Pesce Pazzo Ristorante e Bar has the potential to be special. Situated in the former home of Mount Vernon at the Wharf off Route 1A in Revere, it has spectacular water views from its outdoor deck. It feels like the North Shore’s answer to Quincy’s Marina Bay restaurants. Inside, it’s open and elegant, seating 176 near a warm wood-fired oven.
But Pesce Pazzo is in the midst of an identity crisis. Prices climb a bit too high on occasion — not every dish on the menu qualifies for Cheap Eats’ under-$20 limit, and portions often don’t align with price tags. It’s a nice location, sure, but is it really fine dining or just a place to grab a meal after a day of boating?
Turns out it’s both. Co-owner John Beatrice says they’re going for “chic casual, since we’re not near the water, we’re on the water, right on the river that leads into the ocean. That’s why we stay with that chic casual vein, that city feel. People can feel like they’re in the city, but don’t forget, we have the boaters who come in in their swimsuits.”
Even if it’s intentional, there’s still room for improvement. Though it’s early. The place opened in late June.
The pastas are the draw, and the waitress excitedly tells us they are made in-house. Gnocchi ($11 half; $16 full) is oily in a brown butter sauce, toasted sage, and plenty of garlic. It’s a skimpy, underwhelming portion. It could use a lot more flavor. Stuffed ravioli ($12 half; $17 full) are filled with a delicious porcini and ricotta mixture that features sauteed hen-of-the-woods and oyster mushrooms, again in a brown butter sauce. It’s also small, but one of the top items on the menu.
Oddly, the best starch is a side to two entrees. The risotto is fantastic. It is paired with smoked half-roasted chicken ($19); it also comes with breaded haddock with lemon herb risotto ($19). The chicken, endorsed by our waitress as her favorite, is smoked to the point of distraction, but still fairly juicy. The waitress’s warning about the smoky quality turns out to be shrewd. Unprepared, the taste would likely have been far more jarring. The haddock looks overcooked but actually tastes right. Both entrees are quite good, but the risotto, particularly the wild mushrooms, is the star of the meal.

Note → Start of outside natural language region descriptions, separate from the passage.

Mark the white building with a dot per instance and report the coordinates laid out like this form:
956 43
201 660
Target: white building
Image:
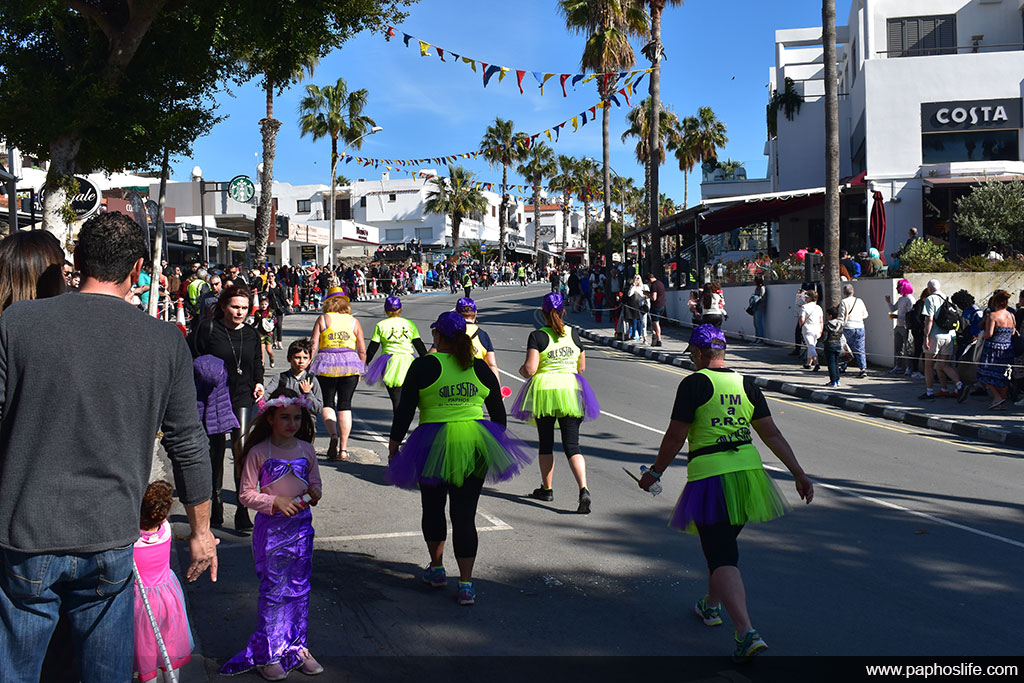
930 95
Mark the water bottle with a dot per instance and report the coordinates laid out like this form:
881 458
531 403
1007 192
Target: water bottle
655 487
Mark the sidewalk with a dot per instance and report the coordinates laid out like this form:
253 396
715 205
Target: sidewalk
880 394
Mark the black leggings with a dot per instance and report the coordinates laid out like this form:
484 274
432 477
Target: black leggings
338 391
463 513
218 442
719 545
569 427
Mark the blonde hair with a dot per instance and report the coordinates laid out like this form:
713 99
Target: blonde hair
338 304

As for that wood-fired oven, an import from Naples, pizzas run up to $15 for what would be considered a small at many pizzerias. The most affordable is the Margherita ($11), with chunks of Buffalo mozzarella, San Marzano tomatoes, and basil. It’s plain but satisfying, especially for red sauce lovers.
The appetizer formaggio della casa ($9), is a good representation of the overall restaurant, full of highs and lows. The plate is made up of various Italian cheeses, berries and fruits, quince paste, and fantastic toasted ciabatta. Several cheeses are devoured almost instantly, some remain nearly untouched. But pair this appetizer with one of the 42 wines and it’s a nice way to start the meal, even if it’s got some missteps.
Among the higher-priced items, bistecca buttero is a porcini-encrusted 16-ounce rib-eye that sells for $34, while guazzeto di mare, a seafood medley, is priced at $29.
Pesce Pazzo is a work in progress. Even its biggest selling point, the beautiful outdoor seating, could be troublesome once the summer ends. With that in mind, Beatrice says they are planning a second menu for the fall and winter, with eight to 10 new items. “We know the challenge when the winter hits,” he says. “We know being on the water is a double-edged sword. Who thinks of New England seafood and eating on the water in the wintertime? That’s why we’re trying to create an environment inside, with the wood-fired oven, to create a warm feeling.”
For now, the feeling, like the weather, yo-yos between warm and cool. But if Pesce Pazzo keeps developing its menu and identity, it could draw a steady crowd, regardless of what’s going on outside.